The macro picture from the census suggests that "whiteness" is still associated with prosperity and "blackness" with penury. However, the reality is far more complex. Education, rather than race/ethnicity, explains income and occupational differences among various racial and ethnic groups. If the small group of mostly foreign born whites have the highest income and prestigious positions, it is due to their high educational attainment. The declining remnants of the planter class and the colonial business elite suggest legacy plays little role in continuing privilege.

After two decades of independence and modernization, the social hierarchy has been transformed with an educated elite of primarily black professionals, politicians and businessmen at the apex. The new "class" of expatriate whites on contract and the retirees are considered "outsiders". Caribs disproportionately occupy the bottom of the social hierarchy. However, in these majority African-Caribbean societies, blacks and mixed persons numerically dominate the bottom, the middle rungs and the top. The black elite is defining new values (conspicuous consumption), and through the influence of the North American print and television media, forging a new African-American-Caribbean identity.

With the exception of the Caribs (largely assimilated), East Indians (also creolized) in St. Vincent and St. Lucia, and the Portuguese in St. Vincent, the minority groups do not figure in the social hierarchy nor visibly impact national culture. Some do have a disproportionate economic impact (the Syrians-Lebanese in Dominica and the Portuguese in St. Vincent) but the banana boom and subsequent economic modernization propelled many "African/Black" persons into major business enterprises. They now dominate economic decision-making on all three islands.


1. The true plural society has national cultural segments who

have different languages, religions, separate political parties and unions, and sometimes occupy separate territories (de Albuquerque, 1977).

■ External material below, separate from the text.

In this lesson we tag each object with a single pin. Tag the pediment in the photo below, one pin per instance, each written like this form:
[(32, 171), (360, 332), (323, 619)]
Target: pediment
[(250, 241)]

2. The smaller dependent and tourist-driven islands represent another case. More developed destinations have attracted

large labour inflows from less developed islands and smaller

streams from North America, Europe, Lebanon, India and Hong

Kong (de Albuquerque and McElroy, 1999). This is the case in

Antigua, Cayman Islands, United States Virgin islands, British Virgin Islands, Turks and Caicos, and St. Maarten (see de Albuquerque and McElroy, 1982 and 1995; McElroy and de Albuquerque1988a and 1988b; Marshall, 1978). These societies now must deal with a large immigrant population that is racially and ethnically distinct from the majority black population and which, in some cases, controls the economy.

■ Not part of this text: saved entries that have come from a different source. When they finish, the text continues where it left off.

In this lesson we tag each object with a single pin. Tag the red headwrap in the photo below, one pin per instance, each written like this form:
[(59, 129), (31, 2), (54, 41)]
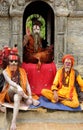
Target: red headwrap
[(68, 56), (13, 57)]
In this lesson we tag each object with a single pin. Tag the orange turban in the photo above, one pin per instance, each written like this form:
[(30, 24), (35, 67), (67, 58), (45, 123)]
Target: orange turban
[(68, 56)]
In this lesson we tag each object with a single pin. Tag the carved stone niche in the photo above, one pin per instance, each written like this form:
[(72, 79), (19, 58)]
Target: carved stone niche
[(62, 8), (4, 7)]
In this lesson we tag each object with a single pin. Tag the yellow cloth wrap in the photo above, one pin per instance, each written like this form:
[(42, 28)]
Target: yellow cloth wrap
[(64, 91)]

3. Lennox Honychurch (Dominica), James Fletcher (St. Lucia), and Adrian Fraser (St. Vincent).

4. For example, the 1990 Census of the U.S. Virgin Islands classified persons of Puerto Rican origin as an ethnic group, composed of three distinct races--Puerto Rican black, Puerto Rican mixed, and Puerto Rican white (de Albuquerque and McElroy, 1999).

5. A French based creole. Dominicans, Guadeloupeans, St. Lucians, and Martiniquians can understand each other.

6. For an exhaustive literature on these topics see the Country

Environmental Profiles for Dominica, St. Lucia, and St. Vincent published by the Caribbean Conservation Association/

Island Resources Foundation in 1991.

7. "Surplus visibility" as used here refers to the tendency to see small racial groups as much more ubiquitous and numerous than they really are, because in St. Vincent and Dominica

they tend to dominate the retail trade in dry goods.

8. Although most Syrians-Lebanese are referred to as Syrians in

the Caribbean, they mostly originated in Lebanon. At the

turn of the century, when many Syrians-Lebanese migrated to

the Caribbean, Lebanon was part of Syria.

9. These are poor whites, commonly known in Barbados as "redlegs", who migrated from Barbados to St. Vincent.